Lessons from Anthropic’s implementation of agentic self-service BI

Key Takeaways

Anthropic case study: Anthropic published an article about their success with agentic self-service business intelligence, with lessons relevant to Microsoft BI, Copilot, data agents, and agentic development.
Analytics versus code: Self-service analytics is different from writing code with agents, because business data usually needs one correct answer rather than one of many acceptable implementations.
Data and context quality: Bad options are reduced by ensuring quality and completeness of both data and context through dimensional modeling, semantic modeling, testing, and CI/CD.
Metadata and skills: Good options become more likely when metadata, context, and skills are treated as first-class, versioned products.
Investment areas: The article points toward future investment in curated metadata, skills, governance, source control, tests, evals, and CI/CD.
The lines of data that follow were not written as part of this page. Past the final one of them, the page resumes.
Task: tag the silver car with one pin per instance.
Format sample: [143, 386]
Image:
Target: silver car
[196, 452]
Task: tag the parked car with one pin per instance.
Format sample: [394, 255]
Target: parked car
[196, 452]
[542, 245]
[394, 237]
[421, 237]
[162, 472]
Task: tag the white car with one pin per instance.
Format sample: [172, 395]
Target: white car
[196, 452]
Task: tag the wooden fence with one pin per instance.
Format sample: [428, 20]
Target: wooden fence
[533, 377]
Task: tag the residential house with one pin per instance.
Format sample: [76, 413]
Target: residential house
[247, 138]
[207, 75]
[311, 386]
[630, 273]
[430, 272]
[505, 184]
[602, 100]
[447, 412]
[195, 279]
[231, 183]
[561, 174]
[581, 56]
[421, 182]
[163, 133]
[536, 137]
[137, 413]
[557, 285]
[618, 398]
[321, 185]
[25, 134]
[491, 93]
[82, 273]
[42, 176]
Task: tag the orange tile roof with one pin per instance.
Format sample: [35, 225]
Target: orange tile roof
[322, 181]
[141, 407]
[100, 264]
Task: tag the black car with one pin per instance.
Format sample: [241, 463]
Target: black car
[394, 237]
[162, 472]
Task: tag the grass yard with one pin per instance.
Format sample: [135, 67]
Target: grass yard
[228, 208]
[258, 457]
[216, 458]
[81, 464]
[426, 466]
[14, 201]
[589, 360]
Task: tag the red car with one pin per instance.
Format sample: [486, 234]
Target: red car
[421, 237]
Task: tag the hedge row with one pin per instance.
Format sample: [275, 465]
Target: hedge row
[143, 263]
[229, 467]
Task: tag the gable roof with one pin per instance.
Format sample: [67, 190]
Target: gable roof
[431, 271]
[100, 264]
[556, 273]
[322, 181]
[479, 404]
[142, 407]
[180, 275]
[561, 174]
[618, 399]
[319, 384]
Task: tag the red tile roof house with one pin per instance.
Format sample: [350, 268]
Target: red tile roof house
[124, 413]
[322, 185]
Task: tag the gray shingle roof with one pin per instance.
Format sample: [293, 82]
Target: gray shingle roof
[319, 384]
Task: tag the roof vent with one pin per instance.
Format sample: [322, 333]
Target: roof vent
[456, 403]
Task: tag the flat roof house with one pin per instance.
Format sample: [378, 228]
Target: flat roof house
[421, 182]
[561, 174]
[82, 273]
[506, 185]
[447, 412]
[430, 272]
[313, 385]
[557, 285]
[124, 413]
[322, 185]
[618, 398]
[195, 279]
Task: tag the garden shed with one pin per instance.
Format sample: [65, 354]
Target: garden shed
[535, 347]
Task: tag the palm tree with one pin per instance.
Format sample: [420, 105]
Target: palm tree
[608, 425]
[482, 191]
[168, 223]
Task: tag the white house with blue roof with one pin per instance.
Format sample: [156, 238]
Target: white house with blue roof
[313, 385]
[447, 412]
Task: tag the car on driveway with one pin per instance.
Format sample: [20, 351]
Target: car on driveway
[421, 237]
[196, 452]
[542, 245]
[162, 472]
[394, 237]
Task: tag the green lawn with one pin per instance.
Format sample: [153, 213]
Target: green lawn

This summary is produced by the author, and not by AI.

How Anthropic’s learnings can apply to Microsoft BI

Anthropic recently published an article sharing their success in enabling self-service analytics (SSBI), with some impressive marketing numbers. More importantly, they shared some key insights that align with some of our own thoughts and experiences in the last year. In this article, we want to highlight two things:

The importance of solid fundamentals, which are necessary for the success of BI irrespective of whether you are using AI or not.
Why metadata (like that of semantic models and reports) and context (like documentation and skills) should be a priority.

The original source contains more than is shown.